For the foregoing reasons, the government's motion to dismiss is GRANTED and the petitions for review are DISMISSED for lack of jurisdiction. The government's motion to stay briefing and Chupina's motion to proceed in forma pauperis are DENIED as moot.
1. We hereby formally consolidate the petitions filed under docket numbers 08-0867-ag and 08-3394-ag, designating 08-0867-ag as the lead petition. See 8 U.S.C. § 1252(b)(6).
2. The government alternatively argues that 8 U.S.C. § 1158(a)(3) deprives this Court of jurisdiction to review the agency's determination that Chupina's asylum application was untimely. We need not, however, resolve that challenge because we base our dismissal on lack of a final order of removal.
3. Insofar as we held in Alibasic that “a BIA order denying relief from removal and remanding for the sole purpose of considering voluntary departure is a final order of removal,” 547 F.3d at 83-84 (emphasis added), that decision does not conflict with Foti nor does it govern this case.
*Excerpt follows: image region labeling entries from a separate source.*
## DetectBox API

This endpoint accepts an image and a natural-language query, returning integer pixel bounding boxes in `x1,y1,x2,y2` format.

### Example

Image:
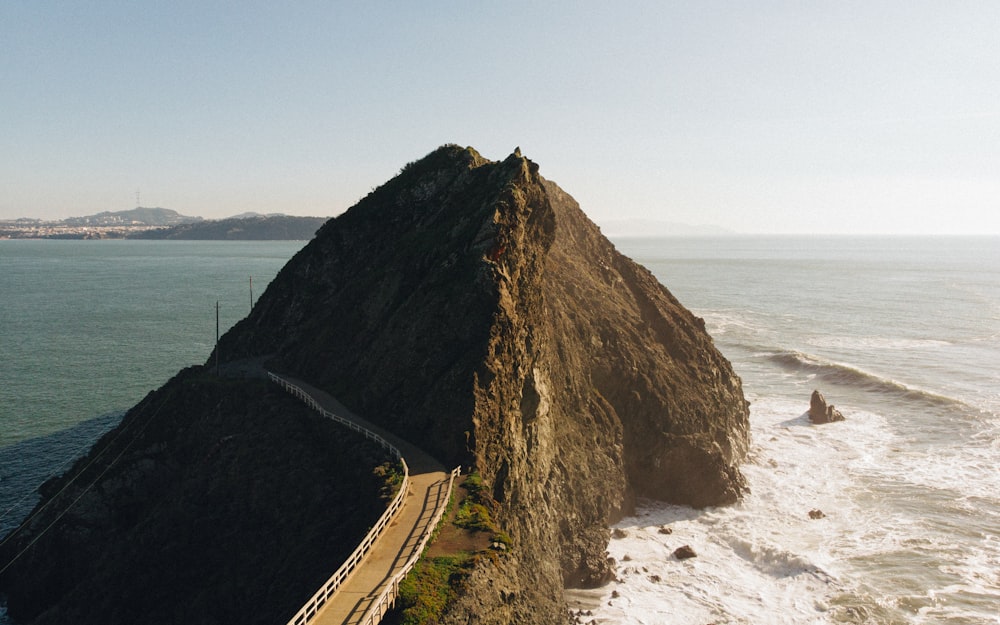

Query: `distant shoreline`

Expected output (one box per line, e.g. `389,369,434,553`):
0,215,328,241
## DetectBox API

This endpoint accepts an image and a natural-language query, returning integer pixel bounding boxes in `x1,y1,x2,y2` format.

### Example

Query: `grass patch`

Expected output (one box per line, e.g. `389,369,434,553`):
397,553,473,625
372,460,403,505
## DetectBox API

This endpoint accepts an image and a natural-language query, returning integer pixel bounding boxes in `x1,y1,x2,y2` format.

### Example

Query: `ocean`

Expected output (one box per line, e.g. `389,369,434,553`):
0,237,1000,625
583,237,1000,625
0,240,305,536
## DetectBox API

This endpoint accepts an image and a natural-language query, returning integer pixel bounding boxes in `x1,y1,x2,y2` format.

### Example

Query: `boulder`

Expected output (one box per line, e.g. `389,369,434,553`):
809,391,844,423
674,545,698,560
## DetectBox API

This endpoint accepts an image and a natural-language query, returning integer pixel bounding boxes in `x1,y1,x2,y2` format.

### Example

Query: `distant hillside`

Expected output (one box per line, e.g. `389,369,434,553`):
599,219,738,237
128,215,327,241
62,206,202,227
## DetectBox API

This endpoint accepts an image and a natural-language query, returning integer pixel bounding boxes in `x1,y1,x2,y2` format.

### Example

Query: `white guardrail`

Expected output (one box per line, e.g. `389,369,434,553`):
267,371,462,625
360,466,462,625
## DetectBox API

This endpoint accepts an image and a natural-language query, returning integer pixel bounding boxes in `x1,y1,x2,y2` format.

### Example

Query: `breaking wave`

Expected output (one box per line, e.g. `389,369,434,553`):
766,350,969,408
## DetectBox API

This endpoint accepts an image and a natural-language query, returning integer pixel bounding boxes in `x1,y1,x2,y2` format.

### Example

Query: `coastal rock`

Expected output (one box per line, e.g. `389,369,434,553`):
4,145,749,625
674,545,698,560
809,391,844,423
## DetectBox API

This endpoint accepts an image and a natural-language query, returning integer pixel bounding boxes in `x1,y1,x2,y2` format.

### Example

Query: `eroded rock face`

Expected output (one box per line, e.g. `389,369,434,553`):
1,146,749,624
222,146,749,623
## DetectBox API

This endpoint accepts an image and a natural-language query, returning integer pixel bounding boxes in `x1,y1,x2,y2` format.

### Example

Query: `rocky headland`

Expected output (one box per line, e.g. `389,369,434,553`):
0,145,749,624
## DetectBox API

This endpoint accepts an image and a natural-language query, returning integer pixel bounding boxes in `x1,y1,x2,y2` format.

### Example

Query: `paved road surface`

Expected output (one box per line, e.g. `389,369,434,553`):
286,378,448,625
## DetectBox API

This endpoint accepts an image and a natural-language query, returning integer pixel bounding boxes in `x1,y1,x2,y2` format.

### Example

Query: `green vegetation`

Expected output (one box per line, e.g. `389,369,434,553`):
455,472,500,541
372,460,403,505
385,473,513,625
398,553,473,625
The relief of voluntary departure does not affect the alien's removability from the United States; rather, it is “a discretionary form of relief that allows certain favored aliens-either before the conclusion of removal proceedings or after being found deportable-to leave the country willingly [in lieu of removal].” Dada v. Mukasey, --- U.S. ----, 128 S.Ct. 2307, 2312, 171 L.Ed.2d 178 (2008); see also 8 U.S.C. § 1229c(b)(1). Accordingly, where, as here, the BIA has remanded the record for further proceedings to determine Chupina's eligibility for withholding of removal and protection under the CAT-applications which directly affect his removability to Guatemala-Alibasic is inapposite.
4. Of course, in the event the immigration judge denies either withholding of removal or protection under the CAT, or both, Chupina must first exhaust his remedies with the BIA with respect to those two forms of relief if he wishes to challenge those denials in a petition for review. See 8 U.S.C. § 1252(d)(1).